The weather forced us to spend another night in Iron River. It was too bad that it was on a Sunday when half or more of the food related businesses were closed further narrowing the choices in this small Wisconsin village. We got coffee at 6 am at the convenience store and were on our way to the only known restaurant on the far side of town when the sky began to rumble ominously. We turned back to discover that the grocery store wouldn’t open for another two hours but surprisingly found a small café in the doing. Sarah had the two and two special; two eggs and two pancakes and I ordered the breakfast pasty. For you non-aficionados, pasties are a pocket meal consisting of lots of leftover stuff but mainly things like rutabaga, potatoes and meat that have been minced then wrapped in a pastry like blanket then baked and are the cultural legacy of the early Cornish miners who came to work in the ore mines of this area. Although I hadn’t had one in years I knew that this one was exceptional in a homemade kind of way because the pastry part was both flaky and chewy.
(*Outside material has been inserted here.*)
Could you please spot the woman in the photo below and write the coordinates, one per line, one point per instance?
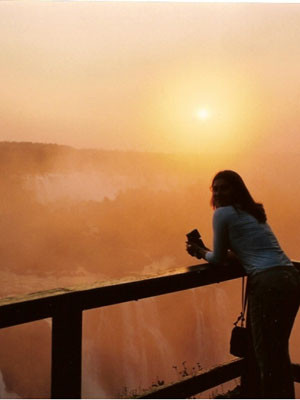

Food is an important part of any trip and not getting good and tasty things to eat is a problem for a good many of us. I’ve been a local resourcer (or whatever you want to call it) kind of guy my entire life. For example, when I am in Mexico where I live now it is all about the tacos, carnitas, and local fruits and vegetables. When I lived in Texas on the gulf coast it was all about the shrimp, oysters, and fish; and I harvested my own whenever I could. Now that I am back in the Great Lakes region I want to eat the same regional specialties that I grew up on as a kid and eat just those things that you can’t get anywhere else. And I will eat corn on the cob, fresh baked pie, rhubarb, pasties, whitefish and walleye, perch, and pike, and their smoked versions until they are coming out of my ears because somewhere down deep my subconscious knows that the ship is going to sail all to soon so I’d better get it while I can.

The locally sourced foods on this particular trip at times have been on the thin side. We landed in Minneapolis 23 days ago and the first walleye meal didn’t surface until day 4 or 5 when circumstances found us looking to the local Eagles Club for an evening meal.

We found the best pie in the version of Forest Berry (mixed fruit) in the little town of Cosby, Minnesota which we both ordered up with a scoop of ice cream and a cup of coffee. We found that St. Cloud had no real local food choices but the beer choices got better there with lots of regional tap options. In Duluth we found good coffee and great beer but unexceptional food except for the local co-op up on 4th Ave.

When we got up on the North Shore (of Lake Superior) we began to find smoked fish. It was in Tofte where we first found some excellent smoked whitefish which we had with thinly sliced onion and bread. We found that there were lots of good regional beers to drink and lots of whitefish, smoked and otherwise, to be had in the rest of our circumnavigation of the western part of Lake Superior. As we get ready to ride back into Duluth today completing the circle; we are both very pleased and privileged to have done this 500 mile loop on bicycles.